AlephNeil comments on What is Wei Dai’s Updateless Decision Theory?

AlephNeil 20 May 2010 7:26 UTC
20 points
Yeah, but the thing is: I don’t think there is very much to it. (And in fact about 25% of my motivation for writing this is to see whether others will ‘correct me’ on that.)

If I say “it’s extremely simple, it’s blurgh” that means among other things “it is blurgh”. Not “it is blurgh and whole bunch of other stuff which I’m never going to get round to.”

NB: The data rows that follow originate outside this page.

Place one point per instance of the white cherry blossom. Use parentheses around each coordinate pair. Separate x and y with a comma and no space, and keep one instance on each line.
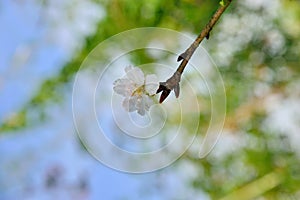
(137,90)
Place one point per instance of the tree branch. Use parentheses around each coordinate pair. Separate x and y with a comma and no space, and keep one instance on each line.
(173,82)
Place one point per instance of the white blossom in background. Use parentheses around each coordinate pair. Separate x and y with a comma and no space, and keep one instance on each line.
(137,90)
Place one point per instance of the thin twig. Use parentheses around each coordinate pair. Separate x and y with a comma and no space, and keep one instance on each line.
(173,82)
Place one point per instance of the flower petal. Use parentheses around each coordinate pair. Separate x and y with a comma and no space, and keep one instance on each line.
(124,87)
(136,75)
(143,104)
(130,104)
(151,84)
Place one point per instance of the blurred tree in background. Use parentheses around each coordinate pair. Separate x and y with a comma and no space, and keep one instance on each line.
(257,50)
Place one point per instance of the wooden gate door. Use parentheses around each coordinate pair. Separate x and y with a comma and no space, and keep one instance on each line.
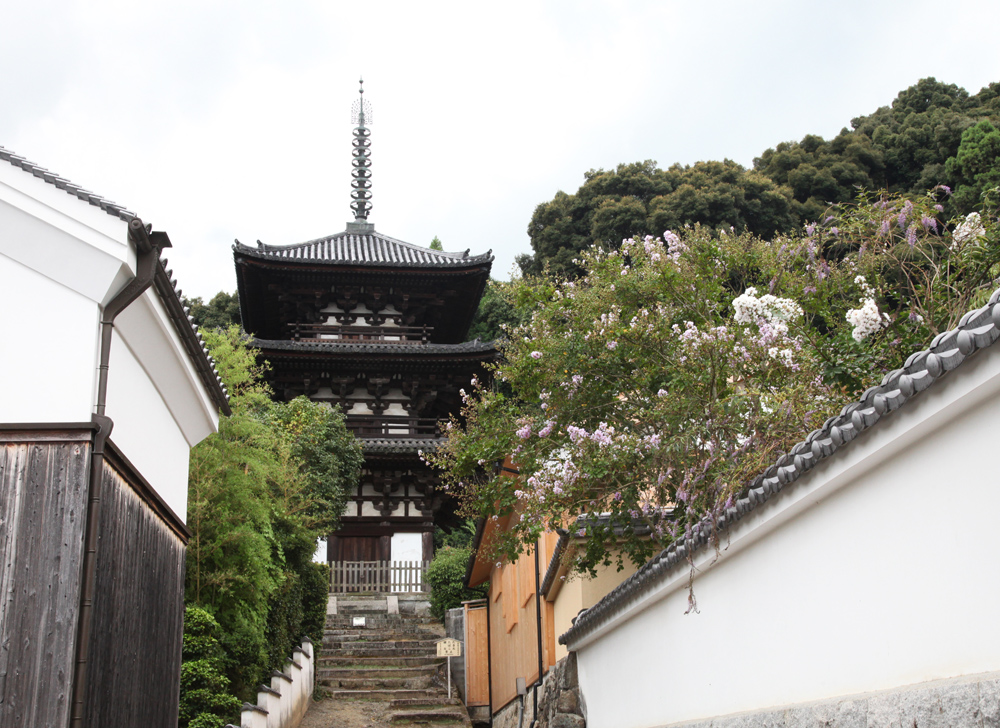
(368,557)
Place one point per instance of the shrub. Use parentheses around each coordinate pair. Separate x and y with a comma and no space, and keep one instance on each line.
(205,698)
(446,575)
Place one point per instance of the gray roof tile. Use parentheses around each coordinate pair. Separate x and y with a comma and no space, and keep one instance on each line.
(108,206)
(339,347)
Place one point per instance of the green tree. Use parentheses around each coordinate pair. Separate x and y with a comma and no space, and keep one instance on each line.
(496,310)
(205,698)
(219,313)
(640,199)
(975,168)
(331,457)
(261,491)
(446,576)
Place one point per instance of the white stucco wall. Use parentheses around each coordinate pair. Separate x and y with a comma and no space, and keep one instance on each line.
(878,569)
(49,351)
(61,261)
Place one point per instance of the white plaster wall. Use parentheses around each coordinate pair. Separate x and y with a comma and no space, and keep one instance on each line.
(880,568)
(61,261)
(145,430)
(407,547)
(146,329)
(48,348)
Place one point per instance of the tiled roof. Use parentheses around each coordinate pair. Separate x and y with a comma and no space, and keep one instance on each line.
(163,281)
(180,315)
(364,248)
(977,330)
(64,184)
(469,347)
(398,444)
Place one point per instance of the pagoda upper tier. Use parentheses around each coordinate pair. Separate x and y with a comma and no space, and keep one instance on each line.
(359,285)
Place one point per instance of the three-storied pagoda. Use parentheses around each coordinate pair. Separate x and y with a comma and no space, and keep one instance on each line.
(377,327)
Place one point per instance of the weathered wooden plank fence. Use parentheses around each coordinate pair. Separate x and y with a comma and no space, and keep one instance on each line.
(378,576)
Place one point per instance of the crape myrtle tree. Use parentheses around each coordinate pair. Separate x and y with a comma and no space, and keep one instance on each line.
(261,491)
(675,369)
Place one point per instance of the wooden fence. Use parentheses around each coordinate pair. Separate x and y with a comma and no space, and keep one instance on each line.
(378,576)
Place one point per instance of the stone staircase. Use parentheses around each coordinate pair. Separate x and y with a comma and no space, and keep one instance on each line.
(389,658)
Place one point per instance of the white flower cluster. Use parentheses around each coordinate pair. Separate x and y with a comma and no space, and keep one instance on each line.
(865,320)
(968,230)
(767,309)
(784,356)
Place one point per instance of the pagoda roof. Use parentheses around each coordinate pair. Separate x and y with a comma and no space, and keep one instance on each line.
(365,249)
(338,347)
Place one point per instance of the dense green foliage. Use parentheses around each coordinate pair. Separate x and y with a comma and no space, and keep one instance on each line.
(446,575)
(907,148)
(655,386)
(220,313)
(975,168)
(496,310)
(261,491)
(205,698)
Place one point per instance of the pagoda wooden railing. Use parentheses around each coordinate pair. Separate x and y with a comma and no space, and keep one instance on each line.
(393,426)
(378,576)
(335,332)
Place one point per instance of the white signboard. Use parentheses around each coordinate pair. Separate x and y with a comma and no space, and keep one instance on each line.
(449,648)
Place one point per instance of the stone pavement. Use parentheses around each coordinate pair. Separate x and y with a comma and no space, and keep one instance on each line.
(383,672)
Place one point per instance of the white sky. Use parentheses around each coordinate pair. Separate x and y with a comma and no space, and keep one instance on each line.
(221,120)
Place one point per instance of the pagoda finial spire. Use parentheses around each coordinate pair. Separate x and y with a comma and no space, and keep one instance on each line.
(361,115)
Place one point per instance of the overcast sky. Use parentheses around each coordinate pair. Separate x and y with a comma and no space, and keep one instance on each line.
(222,120)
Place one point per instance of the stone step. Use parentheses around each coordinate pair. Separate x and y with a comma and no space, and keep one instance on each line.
(384,651)
(386,695)
(376,672)
(377,683)
(341,661)
(377,633)
(338,644)
(430,715)
(430,700)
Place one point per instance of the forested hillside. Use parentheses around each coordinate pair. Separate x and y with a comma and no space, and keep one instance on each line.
(932,133)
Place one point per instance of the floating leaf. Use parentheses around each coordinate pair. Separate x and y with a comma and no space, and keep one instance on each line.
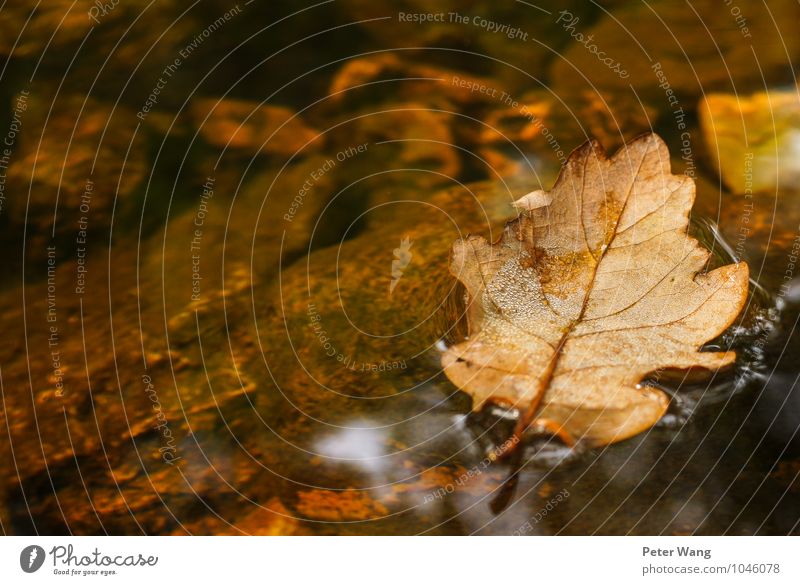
(592,288)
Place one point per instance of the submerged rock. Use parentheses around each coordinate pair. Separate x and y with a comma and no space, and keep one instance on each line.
(754,142)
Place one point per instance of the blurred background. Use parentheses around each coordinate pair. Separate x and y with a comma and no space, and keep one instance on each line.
(225,232)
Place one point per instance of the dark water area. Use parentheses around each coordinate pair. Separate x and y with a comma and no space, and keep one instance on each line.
(226,232)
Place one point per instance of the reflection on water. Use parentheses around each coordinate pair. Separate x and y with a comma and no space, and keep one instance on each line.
(201,244)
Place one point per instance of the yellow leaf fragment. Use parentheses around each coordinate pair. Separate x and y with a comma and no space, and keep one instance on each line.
(594,286)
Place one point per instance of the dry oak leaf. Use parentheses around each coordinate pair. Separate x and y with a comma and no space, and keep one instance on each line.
(594,286)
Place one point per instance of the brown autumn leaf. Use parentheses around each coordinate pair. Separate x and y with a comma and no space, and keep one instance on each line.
(594,286)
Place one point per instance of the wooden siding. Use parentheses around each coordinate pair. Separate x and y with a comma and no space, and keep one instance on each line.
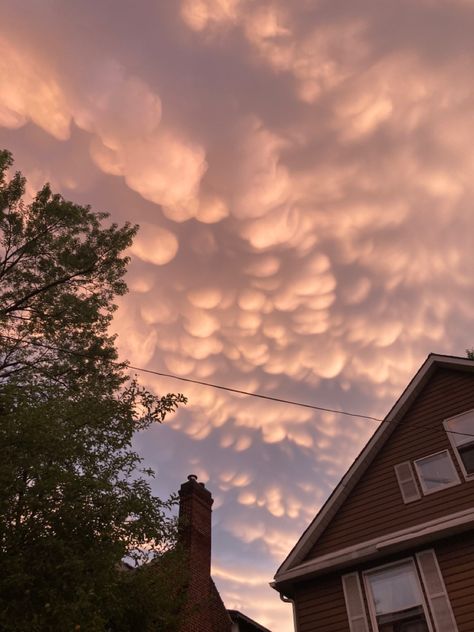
(375,506)
(320,604)
(456,561)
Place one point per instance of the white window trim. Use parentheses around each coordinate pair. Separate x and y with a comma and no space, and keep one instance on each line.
(354,619)
(401,481)
(444,592)
(427,491)
(468,477)
(368,593)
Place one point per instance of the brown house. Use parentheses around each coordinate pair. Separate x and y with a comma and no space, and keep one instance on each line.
(392,550)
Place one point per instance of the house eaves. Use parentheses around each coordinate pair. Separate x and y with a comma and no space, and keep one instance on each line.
(366,456)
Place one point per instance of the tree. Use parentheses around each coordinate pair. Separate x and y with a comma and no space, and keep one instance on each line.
(74,497)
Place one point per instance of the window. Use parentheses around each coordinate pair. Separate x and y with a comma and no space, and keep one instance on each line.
(405,596)
(436,472)
(460,431)
(395,598)
(407,482)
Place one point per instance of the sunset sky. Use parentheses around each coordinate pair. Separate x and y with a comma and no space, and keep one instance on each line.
(303,175)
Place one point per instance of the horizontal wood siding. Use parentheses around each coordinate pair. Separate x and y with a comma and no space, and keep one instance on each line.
(456,561)
(320,604)
(375,506)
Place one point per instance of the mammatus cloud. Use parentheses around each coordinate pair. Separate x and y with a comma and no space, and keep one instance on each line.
(303,177)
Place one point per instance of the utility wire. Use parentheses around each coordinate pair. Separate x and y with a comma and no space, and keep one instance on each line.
(192,381)
(209,384)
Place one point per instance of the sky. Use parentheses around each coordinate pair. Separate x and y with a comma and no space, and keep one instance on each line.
(303,176)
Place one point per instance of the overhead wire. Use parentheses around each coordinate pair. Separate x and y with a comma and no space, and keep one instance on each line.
(236,391)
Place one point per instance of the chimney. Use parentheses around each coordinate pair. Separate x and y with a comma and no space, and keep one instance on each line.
(195,509)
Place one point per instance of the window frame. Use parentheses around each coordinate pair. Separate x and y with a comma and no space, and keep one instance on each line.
(369,596)
(424,489)
(467,477)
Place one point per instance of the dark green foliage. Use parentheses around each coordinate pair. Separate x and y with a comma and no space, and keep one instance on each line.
(74,500)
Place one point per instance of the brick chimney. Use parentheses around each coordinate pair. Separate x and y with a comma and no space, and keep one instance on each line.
(195,509)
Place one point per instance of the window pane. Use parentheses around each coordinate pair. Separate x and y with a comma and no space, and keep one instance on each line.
(466,453)
(437,471)
(394,589)
(462,424)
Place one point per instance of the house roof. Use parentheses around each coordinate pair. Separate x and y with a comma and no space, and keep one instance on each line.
(246,623)
(365,458)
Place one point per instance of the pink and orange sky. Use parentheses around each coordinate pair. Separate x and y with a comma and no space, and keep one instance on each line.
(303,174)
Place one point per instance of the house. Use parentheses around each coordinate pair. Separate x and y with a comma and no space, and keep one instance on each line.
(392,549)
(203,609)
(242,623)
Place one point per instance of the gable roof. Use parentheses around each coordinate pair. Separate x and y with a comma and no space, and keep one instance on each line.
(367,455)
(246,623)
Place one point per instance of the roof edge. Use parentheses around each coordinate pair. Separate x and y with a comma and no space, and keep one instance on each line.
(367,454)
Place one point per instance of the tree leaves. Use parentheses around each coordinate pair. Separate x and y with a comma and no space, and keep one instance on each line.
(74,497)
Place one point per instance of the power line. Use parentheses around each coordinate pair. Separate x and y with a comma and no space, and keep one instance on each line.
(212,385)
(237,391)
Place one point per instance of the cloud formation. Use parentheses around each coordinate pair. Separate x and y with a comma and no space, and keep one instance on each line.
(303,178)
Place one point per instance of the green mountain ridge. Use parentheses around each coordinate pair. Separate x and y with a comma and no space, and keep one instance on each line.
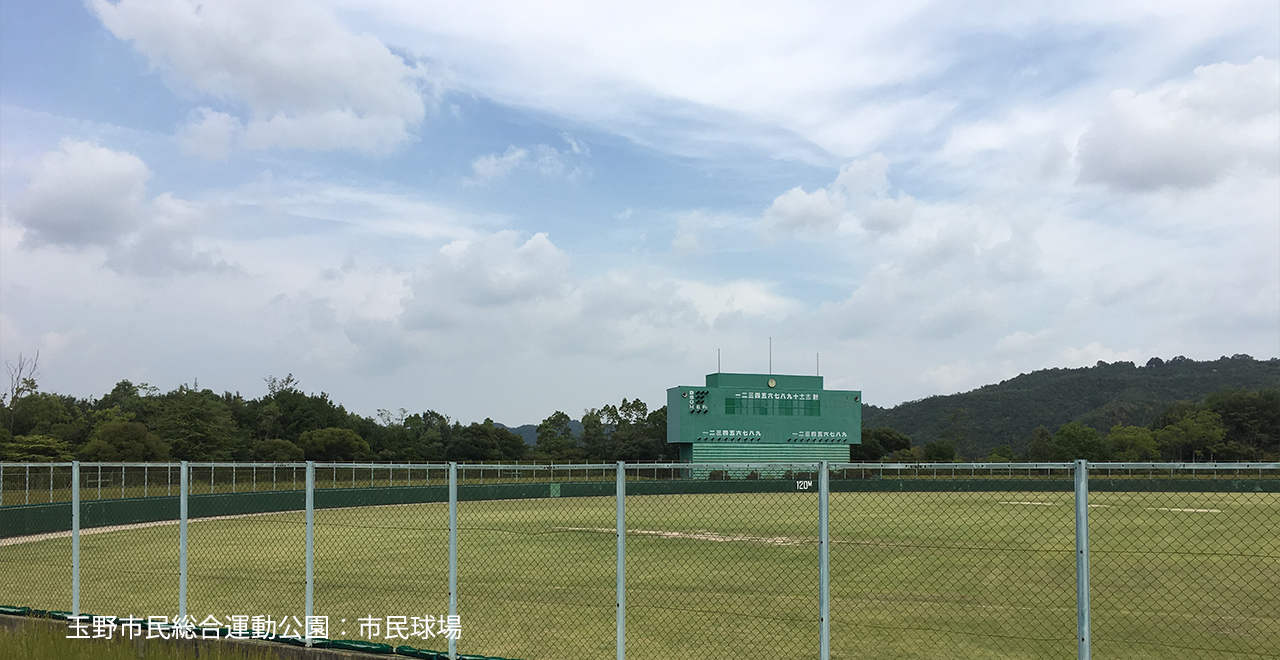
(1102,395)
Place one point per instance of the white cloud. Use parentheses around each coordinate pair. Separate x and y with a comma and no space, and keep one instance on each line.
(1187,133)
(856,198)
(210,137)
(305,79)
(494,166)
(1091,354)
(543,159)
(85,196)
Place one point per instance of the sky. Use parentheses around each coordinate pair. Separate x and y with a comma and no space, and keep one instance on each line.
(506,209)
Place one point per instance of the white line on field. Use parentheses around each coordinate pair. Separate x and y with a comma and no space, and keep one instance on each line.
(86,531)
(700,535)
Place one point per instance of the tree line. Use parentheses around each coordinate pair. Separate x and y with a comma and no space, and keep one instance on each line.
(1230,425)
(136,422)
(1098,397)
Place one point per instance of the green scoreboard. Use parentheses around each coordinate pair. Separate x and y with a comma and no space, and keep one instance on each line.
(763,417)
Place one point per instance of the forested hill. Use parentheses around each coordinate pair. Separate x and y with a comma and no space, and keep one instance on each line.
(1100,397)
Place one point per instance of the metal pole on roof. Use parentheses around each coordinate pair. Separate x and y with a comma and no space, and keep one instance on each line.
(1082,560)
(183,486)
(311,549)
(453,553)
(621,531)
(76,537)
(823,563)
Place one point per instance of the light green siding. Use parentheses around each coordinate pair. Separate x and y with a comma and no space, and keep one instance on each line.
(766,453)
(758,417)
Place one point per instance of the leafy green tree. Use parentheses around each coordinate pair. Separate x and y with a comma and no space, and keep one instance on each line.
(199,426)
(124,440)
(595,439)
(636,434)
(35,449)
(1074,440)
(1132,444)
(868,450)
(959,432)
(940,452)
(333,444)
(1194,435)
(22,384)
(1040,448)
(556,439)
(277,450)
(1001,454)
(878,443)
(1251,420)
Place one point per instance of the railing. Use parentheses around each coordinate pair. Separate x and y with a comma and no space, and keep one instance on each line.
(714,560)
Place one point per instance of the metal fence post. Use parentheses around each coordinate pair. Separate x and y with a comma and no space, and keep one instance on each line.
(76,537)
(1082,558)
(453,553)
(621,531)
(311,549)
(183,486)
(823,563)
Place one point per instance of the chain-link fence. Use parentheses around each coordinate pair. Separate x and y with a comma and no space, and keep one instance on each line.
(717,560)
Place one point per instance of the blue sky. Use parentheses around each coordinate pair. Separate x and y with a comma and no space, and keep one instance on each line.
(508,209)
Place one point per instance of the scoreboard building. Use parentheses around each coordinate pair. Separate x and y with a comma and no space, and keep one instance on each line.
(758,418)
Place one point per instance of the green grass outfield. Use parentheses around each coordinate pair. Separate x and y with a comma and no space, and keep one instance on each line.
(913,574)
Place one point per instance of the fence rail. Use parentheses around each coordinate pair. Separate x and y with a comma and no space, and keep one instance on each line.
(671,559)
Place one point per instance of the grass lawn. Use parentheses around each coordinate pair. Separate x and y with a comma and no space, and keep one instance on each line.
(913,574)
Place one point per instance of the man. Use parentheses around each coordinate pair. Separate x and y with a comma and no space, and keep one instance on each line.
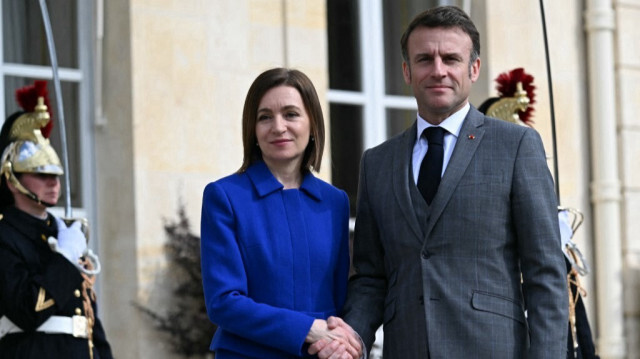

To be fair, one thing I haven’t mentioned at all is the concept of logical uncertainty, which plays a critical role in TDT (which was after all the motivation for UDT) and in a number of past threads where UDT was under discussion. But again, I personally don’t think we need to go into this to explain what UDT is.
- PhilGoetz 20 May 2010 17:51 UTC
  2 points
  1
  Parent
  The description you gave is not enough for me to have any idea what it is. This seems to defeat the purpose of your post.
  - AlephNeil 20 May 2010 23:56 UTC
    8 points
    Parent
    So what are you saying?
    
    (a) You disagree that UDT is what I say it is? (b) You don’t understand the sentence where I say what UDT is? (c) You take for granted that what I’ve talked about as UDT is indeed part of UDT but you think all the non-trivial stuff hasn’t been touched on?
    - PhilGoetz 24 May 2010 21:45 UTC
      2 points
      1
      Parent
      (b). But you don’t need to try to explain it—I need to study Wei Dai’s posts. After which your post might make perfect sense to me. I was just hoping, from its name, that I wouldn’t have to do that.
      - AlephNeil 25 May 2010 3:58 UTC
        6 points
        Parent
        It’s a good idea to look at Wei’s posts, of course, but in terms of presentation, the original UDT post is a very long way away from mine, and it won’t immediately be evident why I phrased my definition of UDT as I did.
        
        If you want to understand my post purely on its own terms, then the key concept (besides probability and conditional probability) is just that of a game. If we have a one-player game, and we fix the player’s strategy, then we obtain a probability distribution over ‘branches’, and a utility lying at the end of each branch. And these are exactly the ingredients we need to calculate an expected utility. So UDT is simply the instruction ‘choose the strategy that yields the greatest expected utility’. The reason why it’s “updateless” is that the probability distribution with respect to which we’re calculating expected utilities is the ‘prior’ rather than ‘posterior’ - we haven’t ‘conditioned on’ the subset of branches that pass through a particular information state.
        
        For each of Newcomb’s Problem, Parfit’s Hitchhiker, Counterfactual Mugging and the Absent-Minded Driver, there is a sense in which when you ‘condition on the blue box’ you choose a different strategy than when you don’t. (This is paradoxical because, intuitively, what you ought to decide to do at a given time shouldn’t depend on whether you’re contemplating the decision from afar, timelessly, or actually there ‘in the moment’.)
        
        (Technical Note: The concept of ‘conditioning on the blue box’ can be a bit more complicated than just ‘conditioning on an event’. For instance, in the case of Newcomb’s problem, you find that one-boxing is optimal if you don’t condition on anything, but two-boxing is optimal if you condition on the sigma-algebra generated by the event ‘predictor predicts that you will one-box’.)